First Steps to Freedom: A Mandela Moment in Time

(Graphic: Brian Covert / Photo: Baltimore Sun)

It is the only historical event in modern times that literally takes my breath away whenever I see a picture of it or stop and think of it, with time itself standing still and my heart overwhelmed just in the simple act of remembering that day. No other event ever does that to me. I’m talking about the moment Nelson Mandela walked out of prison in South Africa on 11 February 1990 — today, exactly 30 years ago.

It is one of those iconic moments of the 21st century: Mandela is walking out of Victor Verster prison near Cape Town, South Africa, with his wife Winnie by his side, the two reunited in freedom for the first time in 27 years. She is jubilant and holding her fist skyward, while Mandela is by turns smiling and serious, fist raised high. The security detail surrounding them is tense. Somebody hoists a young boy on their shoulders. A huge, cheering crowd awaits just outside the prison gates.

Worldwide, television broadcasts break into their regularly scheduled programs to announce the big news of Mandela’s release. The next day’s daily newspapers carry the news around the globe. The apartheid regime of South Africa could hold him behind governmental prison walls no longer. A people’s liberation could no longer be denied.

There are many iconic, unforgettable moments involving political leaders captured on film in the last century — John F. Kennedy, Martin Luther King Jr., Malcolm X, Robert Kennedy, César Chávez and so many others. But Mandela’s release from prison that South African summer day of 11 February 1990, I would dare to say, stands above them all.

What made that moment in time so special? It wasn’t about Mandela’s freedom alone, of course, but about an entire people breaking the chains of bondage from European domination after hundreds of years. Mandela walked free from prison in 1990 and a mere four years later in 1994, the country’s first-ever free elections were held — electing Mandela president, of course, and paving the way for democracy in South Africa.

As for me personally: I had just returned from southern Africa — Zimbabwe, to be exact, the northern neighbor of South Africa — a few weeks before Mandela’s release and I had been fully expecting something big like this to happen any day. But my stay there didn’t work out and I left southern Africa too early, missing this moment of history in the making. As fate would have it, though, I met up personally with Mandela here in Japan just a few months later. My two brief encounters with him in Osaka rank as the high point of my life; nothing else will ever come close to topping it.

You can find evidence of the high place Mandela and South Africa occupy in my life right here within the pages of this website: past newspaper and magazine stories I have reported on the ARCHIVES page, assorted commentary on the BLOG page, political screeds on the ESSAYS page, visual records on the PHOTOS page and the occasional art review on the REVIEWS page.
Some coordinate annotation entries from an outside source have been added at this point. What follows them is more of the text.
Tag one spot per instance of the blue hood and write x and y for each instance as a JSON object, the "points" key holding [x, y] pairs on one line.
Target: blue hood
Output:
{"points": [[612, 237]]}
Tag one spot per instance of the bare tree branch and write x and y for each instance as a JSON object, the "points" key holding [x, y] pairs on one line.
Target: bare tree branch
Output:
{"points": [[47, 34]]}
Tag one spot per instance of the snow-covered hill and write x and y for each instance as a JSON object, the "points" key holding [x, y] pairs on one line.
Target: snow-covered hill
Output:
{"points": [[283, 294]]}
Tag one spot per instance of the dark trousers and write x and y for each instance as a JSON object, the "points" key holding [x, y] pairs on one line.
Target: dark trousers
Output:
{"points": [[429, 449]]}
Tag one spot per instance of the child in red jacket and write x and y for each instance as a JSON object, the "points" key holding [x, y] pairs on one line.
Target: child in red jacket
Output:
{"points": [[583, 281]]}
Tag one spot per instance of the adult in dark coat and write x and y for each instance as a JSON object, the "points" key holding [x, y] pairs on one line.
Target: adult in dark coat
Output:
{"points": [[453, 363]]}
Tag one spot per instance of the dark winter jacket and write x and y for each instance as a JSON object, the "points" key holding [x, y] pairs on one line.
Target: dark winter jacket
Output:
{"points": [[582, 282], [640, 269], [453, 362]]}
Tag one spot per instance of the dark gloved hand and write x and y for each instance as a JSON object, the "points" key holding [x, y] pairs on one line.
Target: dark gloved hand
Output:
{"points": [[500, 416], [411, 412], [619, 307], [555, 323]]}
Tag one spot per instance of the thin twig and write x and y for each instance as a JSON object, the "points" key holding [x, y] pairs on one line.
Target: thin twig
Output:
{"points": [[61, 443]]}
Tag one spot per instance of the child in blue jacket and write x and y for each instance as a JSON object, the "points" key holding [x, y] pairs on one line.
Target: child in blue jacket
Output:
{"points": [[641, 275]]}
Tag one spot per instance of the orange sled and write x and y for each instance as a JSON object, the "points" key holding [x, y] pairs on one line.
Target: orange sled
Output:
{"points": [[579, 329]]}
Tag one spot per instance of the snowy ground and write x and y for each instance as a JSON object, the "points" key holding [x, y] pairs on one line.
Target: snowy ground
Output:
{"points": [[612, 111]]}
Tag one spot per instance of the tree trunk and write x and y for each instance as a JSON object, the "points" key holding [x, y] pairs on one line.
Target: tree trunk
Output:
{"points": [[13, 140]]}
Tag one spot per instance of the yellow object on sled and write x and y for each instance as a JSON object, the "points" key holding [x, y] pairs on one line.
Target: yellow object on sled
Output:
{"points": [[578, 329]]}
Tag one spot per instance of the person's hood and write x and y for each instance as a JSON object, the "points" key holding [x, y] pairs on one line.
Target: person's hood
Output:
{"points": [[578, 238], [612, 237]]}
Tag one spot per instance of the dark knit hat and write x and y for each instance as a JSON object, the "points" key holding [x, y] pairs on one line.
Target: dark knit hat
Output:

And I look forward to continuing that personal tradition of mine in future editions of this LifeTimes site as well.

What specifically has changed since that iconic moment of Mandela’s walk out of prison 30 years ago today? The Arabic cable TV news channel Al Jazeera published a good piece analyzing the triumphs and shortfalls that South Africa has faced since then. So much has been accomplished yet so much more remains to be done, especially economically in South Africa. The apartheid system of racial segregation and discrimination in that country sowed the seeds of deep inequality that people are still struggling to overcome. In many ways, black South Africans continue to carry on the collective burden of Mandela’s long walk to freedom.

The Associated Press too covered the 30th anniversary of Mandela’s walk out of prison in a well-done report. (The AP’s original breaking news story of Mandela’s release back in 1990 also makes for some great reading…and remembering.) A full three decades since Mandela took those first steps into freedom and seven years since his passing at age 93 in 2013, Mandela still makes the news. It can be no other way.

There is also another bit of sad news to share on this day: Joseph Shabalala, lead singer of the renowned South African vocal group Ladysmith Black Mambazo, passed away today in South Africa at age 78. Shabalala was the founder and lead vocalist of Mambazo, and it is fitting that Shabalala is entering the heavenly gates on this same iconic day that Mandela walked out of the prison gates exactly three decades ago.

The former Victor Verster prison from which Mandela walked out has since been renamed Drakenstein prison. A large bronze statue of Mandela (below) graces the entrance to the prison today as a lasting reminder of an iconic moment in time, attracting visitors from across South Africa and the world. The cottage on the prison grounds where Mandela spent his last years as a prisoner is now a South African national heritage site.

Those of us who have been fortunate enough to live through that day, 11 February 1990, and even to touch a bit of the Madiba magic firsthand in the years following, will carry these memories on forever. This day, today, reminds us of the terrible times of the past for which many died fighting for freedom and the many challenges yet remaining on the road ahead. The freedom struggle, like the long walk of Nelson Mandela, in many ways continues for South Africa and other countries of the world.